Though it’s probably not something you think about when you choose a career, your job can have an impact on your auto insurance rates. There are a number of factors related to your job that can change how much you pay for car insurance. Here are some of those items.
Daily Commute Patterns
One of the initial questions that your car insurance agent will ask you when you purchase your policy is how far you must commute daily to get to work and/or school. Car insurance rates can be impacted by your job if it requires a longer daily commute than a previous job. A portion of your car insurance premium is calculated based on the annual miles driven so a long daily commute (over fifty miles) can significantly increase your car insurance rate.
Car insurance companies do consider the type of job you have when calculating the level of risk to insure you as a driver. A 2006 comparison report of occupations by amount of annual premium provided insight into how jobs can affect your insurance rate. According to the report, scientists are considered less risk, because they are meticulous and pay attention to detail by nature, which typically translates into safer driving habits. In addition, bus drivers and other jobs in which the driver’s career could be restricted or eliminated for negative driving events will typically pay lower rates.
If your job requires you to travel for work related activities throughout the day, for example to conduct home visits or travel to multiple job sites, it can affect your car insurance rates as it increases daily mileage. Car insurance companies also know that people in stressful jobs that require car travel in excess of a normal commute, such as lawyers, judges, executives, sales or real estate agents, will spend more time in the car and in most cases will spend more time talking on a cell phone while driving, both of which can increase the risk of an accident, so these occupations may cost you more.

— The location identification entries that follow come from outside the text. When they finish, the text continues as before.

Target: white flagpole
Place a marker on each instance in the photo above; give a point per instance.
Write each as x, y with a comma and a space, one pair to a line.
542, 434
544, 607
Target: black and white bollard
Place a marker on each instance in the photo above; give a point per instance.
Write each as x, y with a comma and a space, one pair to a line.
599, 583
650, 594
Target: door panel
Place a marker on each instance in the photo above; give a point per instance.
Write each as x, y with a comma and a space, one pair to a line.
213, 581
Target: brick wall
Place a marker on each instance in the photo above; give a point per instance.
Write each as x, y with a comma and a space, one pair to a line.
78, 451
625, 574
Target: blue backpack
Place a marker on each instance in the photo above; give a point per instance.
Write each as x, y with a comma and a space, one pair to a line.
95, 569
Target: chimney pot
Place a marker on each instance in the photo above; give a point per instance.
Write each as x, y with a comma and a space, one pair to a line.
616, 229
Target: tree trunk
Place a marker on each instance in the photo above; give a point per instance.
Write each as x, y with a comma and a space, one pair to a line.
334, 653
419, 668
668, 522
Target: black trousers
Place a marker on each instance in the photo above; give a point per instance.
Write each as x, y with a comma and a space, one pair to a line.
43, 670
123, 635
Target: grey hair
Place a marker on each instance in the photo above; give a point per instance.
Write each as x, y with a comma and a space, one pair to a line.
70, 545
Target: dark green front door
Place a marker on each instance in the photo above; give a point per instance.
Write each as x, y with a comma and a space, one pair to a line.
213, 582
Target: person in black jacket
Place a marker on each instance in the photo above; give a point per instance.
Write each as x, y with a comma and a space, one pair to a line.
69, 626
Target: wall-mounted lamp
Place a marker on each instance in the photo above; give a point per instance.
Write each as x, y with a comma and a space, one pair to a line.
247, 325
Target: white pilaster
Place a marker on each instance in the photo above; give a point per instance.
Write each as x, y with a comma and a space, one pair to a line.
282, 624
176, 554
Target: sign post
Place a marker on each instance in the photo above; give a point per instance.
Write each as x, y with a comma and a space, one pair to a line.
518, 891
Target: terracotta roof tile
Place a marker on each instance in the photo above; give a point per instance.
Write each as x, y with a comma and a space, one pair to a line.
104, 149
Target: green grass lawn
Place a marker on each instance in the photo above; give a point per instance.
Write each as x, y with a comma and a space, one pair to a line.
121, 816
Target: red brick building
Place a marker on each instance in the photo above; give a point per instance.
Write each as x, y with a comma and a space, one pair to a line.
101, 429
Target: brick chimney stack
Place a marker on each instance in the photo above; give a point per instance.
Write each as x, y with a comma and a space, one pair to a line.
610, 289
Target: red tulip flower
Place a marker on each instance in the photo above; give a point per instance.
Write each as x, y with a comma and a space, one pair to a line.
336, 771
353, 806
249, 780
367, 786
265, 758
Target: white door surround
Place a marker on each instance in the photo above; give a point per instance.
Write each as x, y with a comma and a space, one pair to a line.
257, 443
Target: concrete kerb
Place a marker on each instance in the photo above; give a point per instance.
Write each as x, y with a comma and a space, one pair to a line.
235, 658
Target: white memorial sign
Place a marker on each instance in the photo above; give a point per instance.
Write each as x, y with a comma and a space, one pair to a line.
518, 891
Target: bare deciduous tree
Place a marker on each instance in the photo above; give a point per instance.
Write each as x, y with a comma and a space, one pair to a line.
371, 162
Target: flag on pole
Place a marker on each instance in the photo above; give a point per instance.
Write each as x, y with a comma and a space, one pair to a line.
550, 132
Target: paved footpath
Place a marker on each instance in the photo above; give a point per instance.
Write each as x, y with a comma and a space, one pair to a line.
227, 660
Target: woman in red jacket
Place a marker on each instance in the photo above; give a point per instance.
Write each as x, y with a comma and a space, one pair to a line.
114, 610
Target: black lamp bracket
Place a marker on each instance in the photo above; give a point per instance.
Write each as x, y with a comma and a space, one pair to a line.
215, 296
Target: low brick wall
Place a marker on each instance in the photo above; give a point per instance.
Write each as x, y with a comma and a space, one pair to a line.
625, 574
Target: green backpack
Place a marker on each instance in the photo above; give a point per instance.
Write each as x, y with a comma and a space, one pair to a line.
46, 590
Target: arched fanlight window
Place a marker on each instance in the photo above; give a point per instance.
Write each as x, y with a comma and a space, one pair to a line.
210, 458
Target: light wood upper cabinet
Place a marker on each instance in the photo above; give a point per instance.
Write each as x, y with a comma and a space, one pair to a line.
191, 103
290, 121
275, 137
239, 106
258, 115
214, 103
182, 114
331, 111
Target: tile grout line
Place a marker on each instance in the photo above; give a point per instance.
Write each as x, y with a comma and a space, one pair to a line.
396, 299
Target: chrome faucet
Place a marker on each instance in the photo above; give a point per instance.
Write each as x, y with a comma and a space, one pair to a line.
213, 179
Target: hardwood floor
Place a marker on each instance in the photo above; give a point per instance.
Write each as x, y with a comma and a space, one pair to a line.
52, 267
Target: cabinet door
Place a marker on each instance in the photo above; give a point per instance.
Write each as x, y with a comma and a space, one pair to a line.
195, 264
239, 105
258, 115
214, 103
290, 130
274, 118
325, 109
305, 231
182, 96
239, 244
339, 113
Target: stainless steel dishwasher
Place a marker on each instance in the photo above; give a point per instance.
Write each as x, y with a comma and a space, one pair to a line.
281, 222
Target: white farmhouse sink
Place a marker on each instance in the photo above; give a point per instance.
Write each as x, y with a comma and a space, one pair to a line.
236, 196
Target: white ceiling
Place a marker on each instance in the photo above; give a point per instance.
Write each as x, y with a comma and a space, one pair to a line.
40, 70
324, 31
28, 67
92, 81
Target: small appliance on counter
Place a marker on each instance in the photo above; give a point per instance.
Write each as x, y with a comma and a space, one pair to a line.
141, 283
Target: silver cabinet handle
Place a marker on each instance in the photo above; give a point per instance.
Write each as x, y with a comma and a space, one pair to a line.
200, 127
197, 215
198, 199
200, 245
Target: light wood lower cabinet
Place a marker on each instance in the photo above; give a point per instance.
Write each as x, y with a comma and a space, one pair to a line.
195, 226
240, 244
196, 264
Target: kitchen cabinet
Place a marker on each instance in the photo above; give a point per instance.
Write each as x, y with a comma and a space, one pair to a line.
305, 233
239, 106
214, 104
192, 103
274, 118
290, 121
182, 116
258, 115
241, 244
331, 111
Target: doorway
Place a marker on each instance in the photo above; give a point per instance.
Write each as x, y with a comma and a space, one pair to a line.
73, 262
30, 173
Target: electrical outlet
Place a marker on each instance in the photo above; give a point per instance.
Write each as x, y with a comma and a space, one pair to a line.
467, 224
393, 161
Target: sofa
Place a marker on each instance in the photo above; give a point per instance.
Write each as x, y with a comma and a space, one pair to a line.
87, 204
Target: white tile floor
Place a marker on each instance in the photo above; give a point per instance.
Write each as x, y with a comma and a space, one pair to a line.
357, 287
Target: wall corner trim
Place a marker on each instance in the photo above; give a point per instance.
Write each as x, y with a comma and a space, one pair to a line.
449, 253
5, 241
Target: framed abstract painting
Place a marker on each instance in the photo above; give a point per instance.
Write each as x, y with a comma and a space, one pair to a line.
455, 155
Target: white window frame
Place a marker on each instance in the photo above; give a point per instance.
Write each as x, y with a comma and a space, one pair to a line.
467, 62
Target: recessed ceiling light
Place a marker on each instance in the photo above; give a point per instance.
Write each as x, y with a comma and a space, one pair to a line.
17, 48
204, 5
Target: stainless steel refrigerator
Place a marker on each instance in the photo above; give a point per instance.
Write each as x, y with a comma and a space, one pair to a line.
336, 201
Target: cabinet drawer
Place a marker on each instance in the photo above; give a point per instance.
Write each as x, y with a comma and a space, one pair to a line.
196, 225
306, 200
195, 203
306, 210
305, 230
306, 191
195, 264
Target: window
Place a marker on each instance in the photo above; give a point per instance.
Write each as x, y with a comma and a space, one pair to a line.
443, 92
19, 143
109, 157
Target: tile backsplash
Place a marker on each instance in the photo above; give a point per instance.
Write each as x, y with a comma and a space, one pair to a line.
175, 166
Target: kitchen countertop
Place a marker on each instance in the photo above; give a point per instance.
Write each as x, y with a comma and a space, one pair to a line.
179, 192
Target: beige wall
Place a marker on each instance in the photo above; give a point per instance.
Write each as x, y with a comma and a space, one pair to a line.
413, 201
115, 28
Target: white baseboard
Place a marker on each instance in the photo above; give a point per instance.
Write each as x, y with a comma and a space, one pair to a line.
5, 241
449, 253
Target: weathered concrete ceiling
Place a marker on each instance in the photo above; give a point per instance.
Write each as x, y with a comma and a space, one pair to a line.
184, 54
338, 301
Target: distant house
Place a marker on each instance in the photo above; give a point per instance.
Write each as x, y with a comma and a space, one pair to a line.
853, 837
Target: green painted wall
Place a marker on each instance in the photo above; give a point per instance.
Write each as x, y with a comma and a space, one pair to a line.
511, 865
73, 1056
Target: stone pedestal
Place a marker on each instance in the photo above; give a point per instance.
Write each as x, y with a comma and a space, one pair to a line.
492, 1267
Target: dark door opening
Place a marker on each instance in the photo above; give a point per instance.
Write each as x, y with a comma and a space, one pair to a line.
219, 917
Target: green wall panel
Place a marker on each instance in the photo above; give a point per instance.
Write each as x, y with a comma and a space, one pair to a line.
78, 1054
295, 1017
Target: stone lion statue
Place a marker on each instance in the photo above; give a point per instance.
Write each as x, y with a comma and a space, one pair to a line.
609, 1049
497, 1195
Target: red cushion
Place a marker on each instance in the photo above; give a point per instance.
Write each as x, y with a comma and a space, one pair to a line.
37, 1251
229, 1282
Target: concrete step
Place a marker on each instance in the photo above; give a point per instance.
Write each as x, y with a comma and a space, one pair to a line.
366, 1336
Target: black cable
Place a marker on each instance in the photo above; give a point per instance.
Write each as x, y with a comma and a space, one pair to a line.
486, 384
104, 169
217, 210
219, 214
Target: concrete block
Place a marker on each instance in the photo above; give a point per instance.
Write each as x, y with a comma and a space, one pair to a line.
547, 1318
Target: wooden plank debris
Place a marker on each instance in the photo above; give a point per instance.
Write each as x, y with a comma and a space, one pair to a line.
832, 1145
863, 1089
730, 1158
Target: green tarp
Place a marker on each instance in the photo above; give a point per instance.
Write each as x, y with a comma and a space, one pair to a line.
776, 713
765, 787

Transport of Materials or Passengers
Car insurance agents ask a series of questions when you purchase your policy to determine how you will use your car to be sure that you are getting accurate coverage. Your job can impact your car insurance rates if you are required to transport any work related materials and supplies or passengers in your personal vehicle because you will need to purchase additional coverage for damages in the event of accident. In some cases, discount insurance companies do not cover vehicles used for transport of business materials or passengers so be sure to check this with your company.
Employer Medical Benefits
One thing related to your job that can impact your car insurance rates that most people don’t consider is the amount of medical benefits provided by your employer. Car insurance coverage to pay for medical expenses in the event of an accident is separated into different categories. This means that if you have good medical coverage through your employer for yourself and your family, you may not need to purchase additional medical coverage for yourself through your insurance policy which will result in a lower annual premium.
Although how your job affects your car insurance rate is not a specific formula, understanding what factors insurance companies consider when calculating the risk to insure you as a driver can help explain the impact. The insurance industry is a risk based business and so insurance companies must consider all factors related to your job and personal life to determine the level of risk involved and therefore the amount of your premium.